Saturday, November 2, 2024

Wash. SC: Cancer patient can be blamed for refusing follow-up appointment

Medical malpractice 02

OLYMPIA, Wash. (Legal Newline) – The Washington Supreme Court is allowing medical defendants sued over the amputation of a patient's leg to argue the patient bears some of the blame, too. 

In David Dunnington and Janet Wilson v. Virgina Mason Medical Center; Unknown John Does and John Doe Medical Clinics, Dunnington brought a medical malpractice lawsuit against the defendants, alleging that they failed to detect a melanoma that if caught early enough could have been prevented, but instead required that his leg be partially amputated.

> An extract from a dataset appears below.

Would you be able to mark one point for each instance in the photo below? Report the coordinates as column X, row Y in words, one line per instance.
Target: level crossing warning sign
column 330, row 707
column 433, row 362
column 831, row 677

The defendants countered with a request for a summary dismissal arguing that because Dunnington refused an initial follow-up appointment from his doctor, they had grounds for affirmative defense of contributory negligence. The trial court struck the initial request from the defendants and denied their request for reconsideration, but on Feb. 2, the state Supreme Court overturned it.

In its analysis, the Washington Supreme Court also rejected Dunnington's request for a "loss of chance" jury instruction, deciding instead that a "but for" causation standard is the correct legal guidance in the case.

In the court's analysis, the plaintiff's argument that the defendant's negligence increased the chances of his melanoma spreading lacked merit. And going into further detail, the court pointed out that it was the existing cancer that led to the recurrence and spread and not the defendant's negligence.

The court continued saying that if it agreed with the plaintiff, it could set a precedent establishing that both medical negligence and the underlying medical condition were responsible for an equal amount of harm. For a loss of chance verdict, there has to be evidence that despite the negligence the injury was still likely to occur.

According to the court, this means that the plaintiff's argument does not fall under the precedent established by Daugert v. Pappas.

On the third component of the case of whether the plaintiff was guilty of contributory negligence, the court cited Rosendahl v. Lesourd Methodist Church as establishing a precedent that the “the inquiry is whether or not he exercised that reasonable care for his own safety which a reasonable man would have used under the existing facts and circumstances, and, if not, was his conduct a legally contributing cause of his injury.”

To answer this question, the court pointed to evidence in the case establishing that there is room for dispute in the matter of the defendant's contributory negligence, such as the fact that it is not clear if his decision to forgo a follow-up appointment directly contributed to the worsening of his condition.